Miami Pioneer Freeman Burdine
Remembering a member of the pioneer Burdine family on the anniversary of his passing on November 6, 1929. Freeman Burdine was a prominent attorney and board member of Burdines Department Store.
When William and Mary Burdine moved their three boys and one daughter to Miami in 1898, they were on the verge of building the city’s most recognizable retail institution. While their two youngest sons decided to join the family business, their eldest son chose a different path.
Robert Freeman Burdine, who preferred to be called to by his middle name, was born in Verona, Mississippi, on May 15, 1884 to William and Mary Taylor Freeman Burdine. His middle name was his mother’s maiden name and he was the couple’s first born of four children.
When the freezes of 1894 and 1895 destroyed the citrus crops owned by the Burdines in central Florida, William moved the family to Bartow, Florida, and formed a partnership to establish a dry goods store with Henry Payne in April of 1896. The partnership didn’t last long, but it did provide William with enough experience to start a new retail operation by the name of William Burdine & Son. His partner in this venture was his son, John, from a prior marriage.
As fate would have it, circumstances would provide the Burdines with a new opportunity in a new city. When the Spanish American War broke out in 1898, William heard about a training facility that was being established in southeast Florida called Camp Miami. At the time, there were 1,200 residents in Miami when the federal government sent 7,000 volunteer troops for training prior to their deployment to Cuba. He figured that the newly established camp would need supplies, so he sent John with a wagon of merchandise to the encampment shortly after it formed.

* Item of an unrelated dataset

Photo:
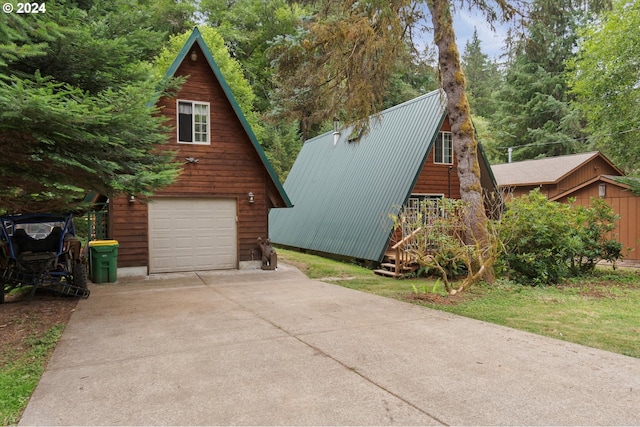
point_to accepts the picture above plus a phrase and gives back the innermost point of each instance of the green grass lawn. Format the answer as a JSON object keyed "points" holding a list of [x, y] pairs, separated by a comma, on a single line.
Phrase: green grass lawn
{"points": [[600, 311], [20, 374]]}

Once John arrived at the Magic City, it was clear that the area was in desperate need of the type of goods he brought from Bartow. He was completely sold out of his inventory within a day. He sent word back to his father who then decided to close his store in Bartow and move his business and family to Miami.
By 1904, Freeman was twenty years old and practicing law. After getting some experience in Miami, he became part of the firm Atkinson, Gramling and Burdine and moved to Apalachicola, Florida where he setup his law practice. In the next few years, he met and married his wife, Genie Moore, and began to not only establish roots, but also a reputation as a fine attorney.
Following the death of his father in 1911, Freeman returned to Miami to continue his law career as a defense attorney. He represented the “wets” in 1913 when a lawsuit was filed to challenge irregularities of voter registration in the rural areas of Dade County to determine the fate of the sale and consumption of alcohol in the county. When the election was held in October, the electorate sided with the “drys” and Dade County was alcohol free, in theory, seven years prior to National Prohibition.
Freeman was appointed chairman of the sale of war certificates, or bonds, for the City of Miami at the onset of World War I. It was his responsibility to promote and raise money for the war effort. Each city had a quota to help fund the country’s participation in the war and Miami exceeded its quota during Burdine’s tenure as the chairman.